Home
The original meaning of the word ‘home’, in English and many other Indo-European languages too, was of a safe dwelling place, a village, even a world; In Old English it came to mean a fixed abode where people habitually lived and sometimes was extended to include members of a family (home circle). Webster’s says that ‘house’ (from a reconstructed Indo-European base meaning) comes from the same root as ‘sky’ and was used to mean a ‘covering and concealing’. Our modern usage of these two words can be traced back to these original meanings. ‘Home’ has connotations of a feeling of belonging, a centre of affection, a place where you can find refuge and rest, it is something intimate and private. If you think about the words ‘homely’ and ‘homemaker’ (as opposed to ‘housekeeper’), you immediately get the feeling of an atmosphere, a family (in fact we talk of a ‘broken home’ where the parents are separated). It even has the sense of a destination -‘homeward bound’ (old hippies will remember the Simon and Garfunkel song), and also a nation (home vs. foreign policy; Browning’s poem Home Thoughts From Abroad). Generally, ‘home’ only refers to one’s own place; we’d say ‘I went round to Adrian’s house’ not his ‘home’. House, in the meaning of a covering or storage place, is clear in such things as a greenhouse, henhouse, the House of Commons, a clearing house, etc. It is a physical structure not a place where one should supposedly receive kind treatment and feel relaxed (‘Make yourself at home’).
Ever wondered why we say to go/arrive/get home (i.e. without any preposition)? This is a remnant from Old English where the accusative case was used without a preposition, like the Latin ‘domum’, with the sense of ‘to one’s house, to home’.
Warm-up
Brainstorm students on the difference between ‘house’ and ‘home’. Then get them to think of all the compound words beginning with ‘home’ (e.g. homebred, -coming, -land, -less, -made, -maker, -stead, -stretch, -video, -work) and compare these with any expressions they can think of containing ‘house’. This should confirm and consolidate the difference between home and house.
Home sweet home
• Do the listening exercise before students look at their page.
Listening
• Students hear two people talking about typical houses in their country. Students then look at their page. With low-level classes, after listening, students should identify which kind of house was being talked about (picture); higher-level classes should also note the minor differences between the two descriptions.
1. Well in South Africa there are many more blacks than whites and a lot of the blacks, most of them I think live in rural areas, and they have round houses with thatched roofs, and mud walls, and no chimneys, and there’s a gap between the wall and the roof for ventilation.
2. In Uganda we live in a thatched house, that has the roof made with sticks and grass, the wall is made, of mud, of sticks covered with the mud, the floor is also smeared with mud to make it smooth; and between the roof and the wall there is a space of about half a metre for ventilation. There are two windows usually on the sides.

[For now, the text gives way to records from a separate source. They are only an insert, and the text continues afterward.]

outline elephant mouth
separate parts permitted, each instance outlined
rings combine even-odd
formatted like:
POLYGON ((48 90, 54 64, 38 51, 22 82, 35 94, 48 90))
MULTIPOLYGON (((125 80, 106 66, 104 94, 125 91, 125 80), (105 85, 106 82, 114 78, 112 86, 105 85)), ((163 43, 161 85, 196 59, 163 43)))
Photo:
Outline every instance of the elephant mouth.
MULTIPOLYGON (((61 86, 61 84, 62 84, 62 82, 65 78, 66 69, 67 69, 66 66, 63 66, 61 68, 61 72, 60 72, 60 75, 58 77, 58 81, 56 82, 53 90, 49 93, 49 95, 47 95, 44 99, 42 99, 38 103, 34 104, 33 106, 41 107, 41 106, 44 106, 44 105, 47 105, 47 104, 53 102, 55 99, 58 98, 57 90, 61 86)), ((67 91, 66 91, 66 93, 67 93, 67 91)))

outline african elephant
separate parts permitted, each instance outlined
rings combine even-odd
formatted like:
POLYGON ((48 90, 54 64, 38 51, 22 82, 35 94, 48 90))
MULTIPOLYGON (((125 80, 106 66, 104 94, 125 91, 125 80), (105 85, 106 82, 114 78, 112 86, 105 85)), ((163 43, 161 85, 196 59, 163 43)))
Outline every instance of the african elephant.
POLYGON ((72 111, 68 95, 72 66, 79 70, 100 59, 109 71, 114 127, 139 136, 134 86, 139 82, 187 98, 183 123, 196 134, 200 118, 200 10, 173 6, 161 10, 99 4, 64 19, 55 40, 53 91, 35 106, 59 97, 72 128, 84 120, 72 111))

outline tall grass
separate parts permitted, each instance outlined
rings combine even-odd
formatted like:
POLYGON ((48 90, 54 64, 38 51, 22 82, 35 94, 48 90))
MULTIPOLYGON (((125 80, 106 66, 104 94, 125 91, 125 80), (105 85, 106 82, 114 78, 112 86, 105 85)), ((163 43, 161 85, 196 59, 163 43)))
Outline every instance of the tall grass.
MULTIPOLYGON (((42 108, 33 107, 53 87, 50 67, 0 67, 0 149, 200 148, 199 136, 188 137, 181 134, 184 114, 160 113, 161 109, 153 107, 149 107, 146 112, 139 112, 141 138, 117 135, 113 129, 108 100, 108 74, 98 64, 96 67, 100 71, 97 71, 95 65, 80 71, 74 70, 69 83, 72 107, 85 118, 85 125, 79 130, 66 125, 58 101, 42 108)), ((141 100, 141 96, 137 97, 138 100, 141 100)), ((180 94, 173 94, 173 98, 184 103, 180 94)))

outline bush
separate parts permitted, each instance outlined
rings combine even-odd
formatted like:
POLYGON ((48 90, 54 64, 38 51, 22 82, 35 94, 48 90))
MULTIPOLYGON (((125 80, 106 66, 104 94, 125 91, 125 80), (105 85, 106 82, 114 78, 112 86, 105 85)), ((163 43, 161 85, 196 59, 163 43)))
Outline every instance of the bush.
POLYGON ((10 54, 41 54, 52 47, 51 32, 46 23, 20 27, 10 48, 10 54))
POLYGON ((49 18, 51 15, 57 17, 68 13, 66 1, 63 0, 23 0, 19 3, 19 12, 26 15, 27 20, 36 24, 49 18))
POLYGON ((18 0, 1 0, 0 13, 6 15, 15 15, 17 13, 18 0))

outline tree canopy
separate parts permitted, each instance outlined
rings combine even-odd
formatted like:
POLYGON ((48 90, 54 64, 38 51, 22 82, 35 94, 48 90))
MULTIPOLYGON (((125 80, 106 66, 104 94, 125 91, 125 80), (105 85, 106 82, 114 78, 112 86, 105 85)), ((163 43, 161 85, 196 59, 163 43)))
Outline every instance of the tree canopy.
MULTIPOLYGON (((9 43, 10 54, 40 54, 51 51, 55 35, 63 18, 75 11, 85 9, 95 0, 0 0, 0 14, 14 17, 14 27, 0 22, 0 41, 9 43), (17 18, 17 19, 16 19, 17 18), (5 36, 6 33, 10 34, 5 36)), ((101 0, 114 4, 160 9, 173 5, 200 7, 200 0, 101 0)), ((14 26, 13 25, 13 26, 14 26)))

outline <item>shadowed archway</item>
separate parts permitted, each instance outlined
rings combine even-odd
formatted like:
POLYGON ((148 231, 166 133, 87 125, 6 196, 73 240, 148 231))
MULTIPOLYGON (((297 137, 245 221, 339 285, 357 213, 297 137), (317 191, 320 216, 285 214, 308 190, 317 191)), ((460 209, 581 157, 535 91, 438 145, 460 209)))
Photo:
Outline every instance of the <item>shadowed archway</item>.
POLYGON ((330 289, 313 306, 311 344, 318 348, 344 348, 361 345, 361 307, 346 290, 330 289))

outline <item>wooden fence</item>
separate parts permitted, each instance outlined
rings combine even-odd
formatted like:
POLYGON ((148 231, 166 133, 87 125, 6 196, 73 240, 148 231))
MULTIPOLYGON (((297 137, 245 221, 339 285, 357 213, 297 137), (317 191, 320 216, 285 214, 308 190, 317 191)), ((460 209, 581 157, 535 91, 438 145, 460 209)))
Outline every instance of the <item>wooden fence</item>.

• After the listening, students discuss the other illustrations. In groups they decide in which countries such houses would be typically found.
• Students now discuss why they were built in such a way (and with what materials), and what the advantages and disadvantages are of such houses (in terms of living conditions, cost, maintenance, appearance, etc.).
Follow-up
• Students discuss the housing situation in their country -where is the best place to live (both on a national, regional and city level), whether it’s easy to rent or buy.